About Plymorph
Plymorph reads the pulse of the Fediverse. We follow hundreds of communities across multiple Lemmy instances, watch what people are actually talking about, and distill it into clear, direct reports. No editorializing, no spin — just what the community thinks, said plainly.
How it works
1. Ingestion — Every 30 minutes, we poll Lemmy instances for new posts and comments from the communities we follow. Posts are deduplicated so we never store the same content twice. We also fetch trending older posts so popular discussions aren't missed.
2. Processing — New posts are converted into vector embeddings. Similar posts are clustered together using cosine similarity. Each cluster is scored based on comment depth, upvote velocity, cross-instance coverage, and engagement volume.

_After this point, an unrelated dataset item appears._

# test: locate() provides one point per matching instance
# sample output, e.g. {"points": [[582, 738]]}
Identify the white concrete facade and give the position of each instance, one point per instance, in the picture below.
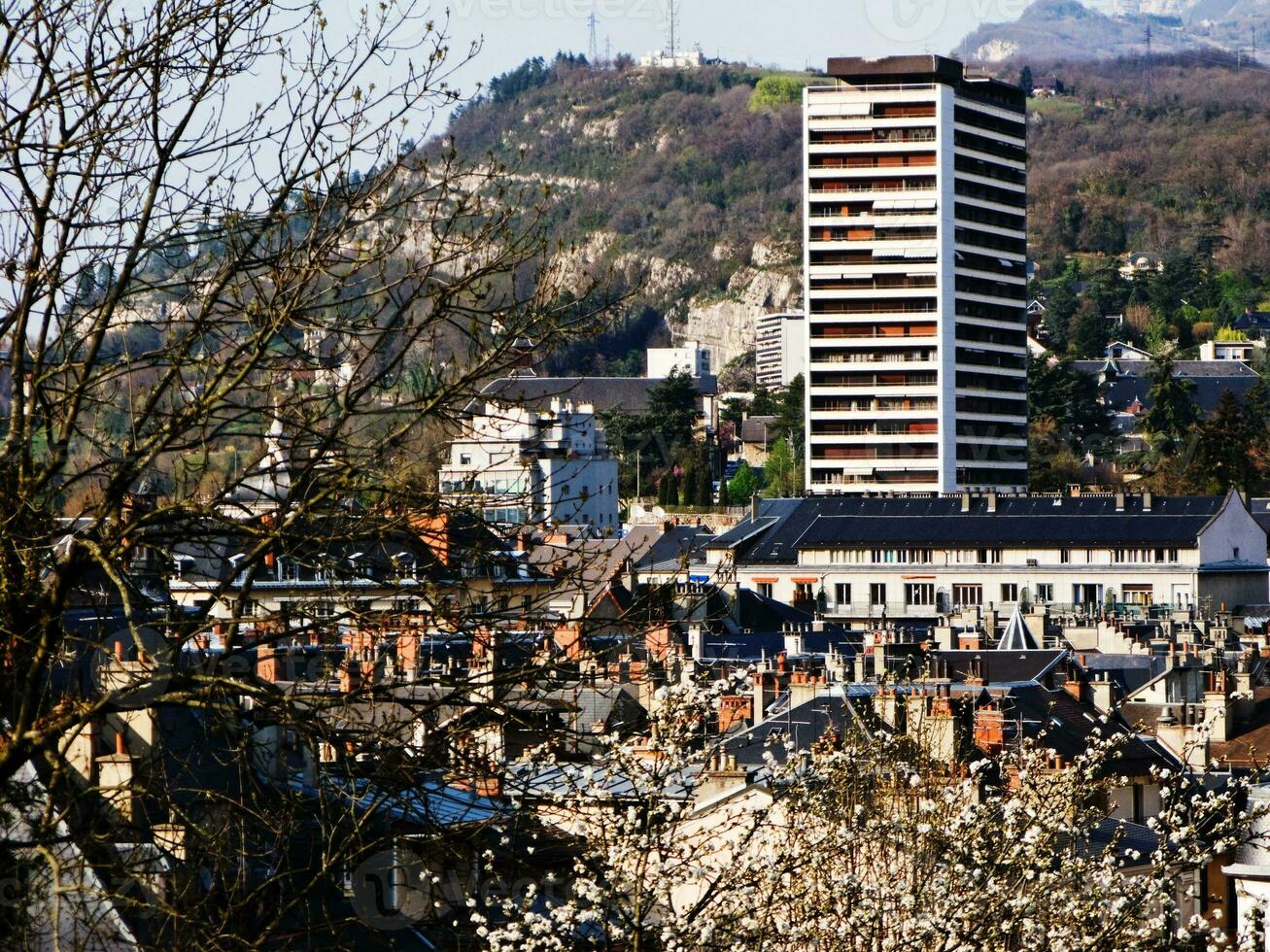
{"points": [[1245, 351], [861, 580], [914, 261], [780, 349], [689, 357]]}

3. Synthesis — Clusters that score above the quality threshold go through a two-stage AI pipeline:
- The Analyst reads all posts and comments in the cluster and identifies what people agree on, where they disagree, and what the most surprising takes are
- The Writer produces a direct, no-nonsense summary reporting what the community is saying — the key points and the sharpest arguments from both sides
4. Dashboard — Reports are published here, browsable by discovery date, post date, popularity, or by topic. Each report links back to the original Lemmy discussions so you can dive into the source material.
What makes this different
Most news aggregators show you headlines. Plymorph shows you the vibe — what real people actually think about those headlines. When the same story is discussed on lemmy.world, lemmy.ml, hexbear.net, and lemmy.ca, we synthesize all those perspectives into one report. You get the consensus, the backlash, the sharp takes, and the weird outlier opinions — all in three paragraphs.
Transparency
All data is sourced from public Lemmy API endpoints. We don't scrape, we don't require authentication, and we don't store any user profiles or PII beyond public author names. Every report shows its source discussions with direct links back to the original threads.